The second feature of an effective law against bribery is having clear caveats for the actions that do not constitute as bribes, and extenuating circumstances even when bribery is committed. In this, the features of both the FCPA and U.K. Bribery Act can be incorporated. Businesses and individuals should not be impaired by being banned from regular hospitality payments, such as a salesperson promising tickets to a football match or other benefits for his customers. A facilitation of normal services should also not be included as bribery. At the same time, corporations should not be punished if they had had precautionary measures against bribery and had not cultivated an environment where bribery was tolerated. This ensures that businesses who might have had no role in a single instance of bribery by an employee are immune from blame. It also encourages businesses to be more vigilant in creating a workplace that has zero tolerance for any form of corruption. Hence caveats and extenuating circumstances prevent throwing sand in the machinery of business transactions, avoid punishment for innocent actors and encourage an active role in preventing bribery.

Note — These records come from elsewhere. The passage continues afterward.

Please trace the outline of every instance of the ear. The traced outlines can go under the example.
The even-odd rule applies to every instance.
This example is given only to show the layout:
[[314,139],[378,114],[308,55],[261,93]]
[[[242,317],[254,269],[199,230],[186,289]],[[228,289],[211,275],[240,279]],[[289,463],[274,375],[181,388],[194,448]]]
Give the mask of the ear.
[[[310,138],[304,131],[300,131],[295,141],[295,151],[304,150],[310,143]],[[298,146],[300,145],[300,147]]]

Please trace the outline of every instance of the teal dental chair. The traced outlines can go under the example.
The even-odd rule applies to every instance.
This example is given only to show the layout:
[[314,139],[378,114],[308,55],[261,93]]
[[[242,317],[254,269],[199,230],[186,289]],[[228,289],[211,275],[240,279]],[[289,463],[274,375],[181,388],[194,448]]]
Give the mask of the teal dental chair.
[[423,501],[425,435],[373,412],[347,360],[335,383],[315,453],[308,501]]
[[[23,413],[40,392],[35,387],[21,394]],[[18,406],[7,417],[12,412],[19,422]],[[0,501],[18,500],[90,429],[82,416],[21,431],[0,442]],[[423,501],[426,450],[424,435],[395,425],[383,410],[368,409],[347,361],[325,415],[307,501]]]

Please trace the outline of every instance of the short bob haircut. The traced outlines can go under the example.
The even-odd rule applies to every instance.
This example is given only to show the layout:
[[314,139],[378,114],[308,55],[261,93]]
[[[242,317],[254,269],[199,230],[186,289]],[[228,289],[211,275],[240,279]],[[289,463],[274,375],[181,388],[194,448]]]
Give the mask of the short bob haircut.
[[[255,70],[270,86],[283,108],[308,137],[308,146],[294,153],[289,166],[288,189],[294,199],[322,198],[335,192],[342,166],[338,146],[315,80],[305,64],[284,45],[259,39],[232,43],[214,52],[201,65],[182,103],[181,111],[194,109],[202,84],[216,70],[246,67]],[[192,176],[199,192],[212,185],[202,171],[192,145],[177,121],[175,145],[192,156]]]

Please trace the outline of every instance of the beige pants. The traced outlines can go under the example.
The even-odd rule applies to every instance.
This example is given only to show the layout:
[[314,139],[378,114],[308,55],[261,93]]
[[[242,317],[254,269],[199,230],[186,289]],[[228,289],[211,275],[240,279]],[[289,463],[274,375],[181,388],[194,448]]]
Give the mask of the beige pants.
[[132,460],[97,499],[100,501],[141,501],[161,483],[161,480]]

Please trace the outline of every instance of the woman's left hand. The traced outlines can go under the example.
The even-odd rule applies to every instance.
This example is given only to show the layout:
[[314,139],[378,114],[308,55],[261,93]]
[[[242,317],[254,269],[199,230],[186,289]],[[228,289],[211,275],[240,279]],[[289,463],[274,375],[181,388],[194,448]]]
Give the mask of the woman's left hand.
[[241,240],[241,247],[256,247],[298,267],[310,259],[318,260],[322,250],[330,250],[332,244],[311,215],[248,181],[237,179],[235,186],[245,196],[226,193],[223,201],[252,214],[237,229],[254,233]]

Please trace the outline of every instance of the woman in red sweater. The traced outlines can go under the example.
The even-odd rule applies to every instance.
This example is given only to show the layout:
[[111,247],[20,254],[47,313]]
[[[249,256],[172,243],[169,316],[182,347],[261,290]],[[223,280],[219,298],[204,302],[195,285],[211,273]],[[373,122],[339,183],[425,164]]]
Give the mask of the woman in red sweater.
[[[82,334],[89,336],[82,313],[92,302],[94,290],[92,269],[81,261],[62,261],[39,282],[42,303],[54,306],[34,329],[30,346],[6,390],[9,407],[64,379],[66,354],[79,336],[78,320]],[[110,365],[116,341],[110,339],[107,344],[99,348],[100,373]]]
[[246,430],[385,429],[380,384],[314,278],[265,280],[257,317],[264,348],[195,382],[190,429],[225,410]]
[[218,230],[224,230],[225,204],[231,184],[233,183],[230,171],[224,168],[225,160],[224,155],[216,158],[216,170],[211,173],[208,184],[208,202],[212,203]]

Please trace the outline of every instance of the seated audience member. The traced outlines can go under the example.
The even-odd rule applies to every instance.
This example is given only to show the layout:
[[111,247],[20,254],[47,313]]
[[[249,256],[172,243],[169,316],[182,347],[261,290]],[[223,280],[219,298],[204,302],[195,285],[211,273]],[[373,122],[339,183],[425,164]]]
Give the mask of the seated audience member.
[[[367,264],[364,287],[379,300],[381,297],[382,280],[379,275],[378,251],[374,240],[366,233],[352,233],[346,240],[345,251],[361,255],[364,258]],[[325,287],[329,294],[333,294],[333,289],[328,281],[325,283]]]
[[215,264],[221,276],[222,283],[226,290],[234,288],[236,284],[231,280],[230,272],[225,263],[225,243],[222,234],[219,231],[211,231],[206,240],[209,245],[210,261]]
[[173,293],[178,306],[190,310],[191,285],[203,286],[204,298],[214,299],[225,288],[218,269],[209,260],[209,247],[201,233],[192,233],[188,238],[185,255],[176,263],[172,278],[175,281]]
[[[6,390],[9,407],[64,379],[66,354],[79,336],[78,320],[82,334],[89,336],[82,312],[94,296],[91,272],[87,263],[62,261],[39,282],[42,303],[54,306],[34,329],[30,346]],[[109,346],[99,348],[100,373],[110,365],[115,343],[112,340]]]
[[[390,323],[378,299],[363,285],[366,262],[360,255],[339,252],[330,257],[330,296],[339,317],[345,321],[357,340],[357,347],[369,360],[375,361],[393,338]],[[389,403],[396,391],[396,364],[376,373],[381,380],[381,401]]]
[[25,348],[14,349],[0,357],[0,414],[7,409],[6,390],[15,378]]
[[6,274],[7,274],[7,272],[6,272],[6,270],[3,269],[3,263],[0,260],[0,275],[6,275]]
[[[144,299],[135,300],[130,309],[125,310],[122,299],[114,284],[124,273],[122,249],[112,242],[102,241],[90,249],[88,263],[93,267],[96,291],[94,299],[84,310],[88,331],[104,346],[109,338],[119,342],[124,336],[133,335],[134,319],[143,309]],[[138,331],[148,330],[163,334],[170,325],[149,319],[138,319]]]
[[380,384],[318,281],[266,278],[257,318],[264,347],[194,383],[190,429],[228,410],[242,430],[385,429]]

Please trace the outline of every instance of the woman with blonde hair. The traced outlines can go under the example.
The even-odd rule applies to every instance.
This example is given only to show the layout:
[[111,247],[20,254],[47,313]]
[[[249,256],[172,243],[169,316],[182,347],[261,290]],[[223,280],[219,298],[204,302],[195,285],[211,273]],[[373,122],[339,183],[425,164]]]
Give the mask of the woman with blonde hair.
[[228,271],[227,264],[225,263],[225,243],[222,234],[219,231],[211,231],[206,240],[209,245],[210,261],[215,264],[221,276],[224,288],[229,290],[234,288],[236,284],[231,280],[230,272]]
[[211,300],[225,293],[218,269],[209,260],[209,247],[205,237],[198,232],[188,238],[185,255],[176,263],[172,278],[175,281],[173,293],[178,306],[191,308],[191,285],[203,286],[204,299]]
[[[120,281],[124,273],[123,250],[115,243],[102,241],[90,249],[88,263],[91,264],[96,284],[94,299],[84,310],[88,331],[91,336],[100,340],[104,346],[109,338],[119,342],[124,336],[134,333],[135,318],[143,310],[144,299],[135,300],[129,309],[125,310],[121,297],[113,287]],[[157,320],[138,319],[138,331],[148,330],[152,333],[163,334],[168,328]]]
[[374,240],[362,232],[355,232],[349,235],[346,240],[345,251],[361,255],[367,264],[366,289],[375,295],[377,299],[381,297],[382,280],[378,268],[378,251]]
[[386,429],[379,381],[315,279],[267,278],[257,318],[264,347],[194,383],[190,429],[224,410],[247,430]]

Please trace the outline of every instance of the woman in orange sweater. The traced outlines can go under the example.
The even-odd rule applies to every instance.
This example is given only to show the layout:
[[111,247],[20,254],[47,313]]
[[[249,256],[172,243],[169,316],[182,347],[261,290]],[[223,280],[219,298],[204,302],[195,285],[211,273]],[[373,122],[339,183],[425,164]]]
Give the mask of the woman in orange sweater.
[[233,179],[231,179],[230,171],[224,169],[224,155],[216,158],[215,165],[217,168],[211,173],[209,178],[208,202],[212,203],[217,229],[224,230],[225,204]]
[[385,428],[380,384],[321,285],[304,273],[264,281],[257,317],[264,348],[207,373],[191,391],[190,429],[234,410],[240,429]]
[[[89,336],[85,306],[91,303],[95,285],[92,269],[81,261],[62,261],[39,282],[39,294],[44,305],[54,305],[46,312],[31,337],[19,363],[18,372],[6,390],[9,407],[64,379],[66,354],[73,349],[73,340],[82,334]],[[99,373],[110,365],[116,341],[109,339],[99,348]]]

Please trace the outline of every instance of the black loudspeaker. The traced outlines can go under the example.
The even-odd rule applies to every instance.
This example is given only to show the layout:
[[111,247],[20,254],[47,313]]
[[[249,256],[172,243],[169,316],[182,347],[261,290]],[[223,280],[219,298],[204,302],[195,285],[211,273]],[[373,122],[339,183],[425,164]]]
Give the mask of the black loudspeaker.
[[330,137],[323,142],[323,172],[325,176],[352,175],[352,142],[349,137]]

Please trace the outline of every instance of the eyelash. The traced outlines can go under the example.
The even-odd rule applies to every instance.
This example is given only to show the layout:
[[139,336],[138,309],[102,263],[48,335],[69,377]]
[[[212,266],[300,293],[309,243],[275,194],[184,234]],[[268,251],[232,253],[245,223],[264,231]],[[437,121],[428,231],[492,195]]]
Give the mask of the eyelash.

The third characteristic of the law should be enforcement. This includes punishments and legal recourse. Punishments should be reasonably stringent to effectively deploy deterrence - large fines, imprisonment for individual negligence and suspension of permits should be used for corporations. Imprisonment and fines should also be used for individuals. In order to be effective, punishments need not be overly harsh - there merely needs to be enough certainty that they would be enacted to create fear towards committing the crime. To reference the model of FCPA in the U.S., both criminal and civil proceedings should be allowed for charges of bribery. The government should provide all the support people may need to bring charges against offenders, including public defenders, legal aid and legal advice. The government should also be vigilant and conduct spot-checks on corporations, or closely monitor any suspicious laundering of money that might suggest bribery. Ensuring strong enforcement is crucial in achieving any benefits the law might have.
In conclusion, bribery is wrong because of how it betrays trust and violates duty, how it breaks signed contracts and how it undermines the functioning of and trust in institutions. The law should intervene in bribery by setting clear definitions of what bribery constitutes, and adequately punishing and enforcing sanctions to provide deterrence, punishment and compensation for necessary parties involved. As the FCPA and U.K. Bribery Act have shown, effective legislation and legal intervention can result in lowered amounts of corruption and bribery. The problems caused by bribery, such as police who extort bribes and threaten terror, professors who take “donations” and favour certain applicants, and judges who let criminals free because of personal benefits can all be minimised - but only through effective legislation and legal sanctions. With universal legislation against bribery, we can hope to see a world where there is accountability and due process for all actions, and where people are not unfairly disadvantaged by their inability to pay a bribe.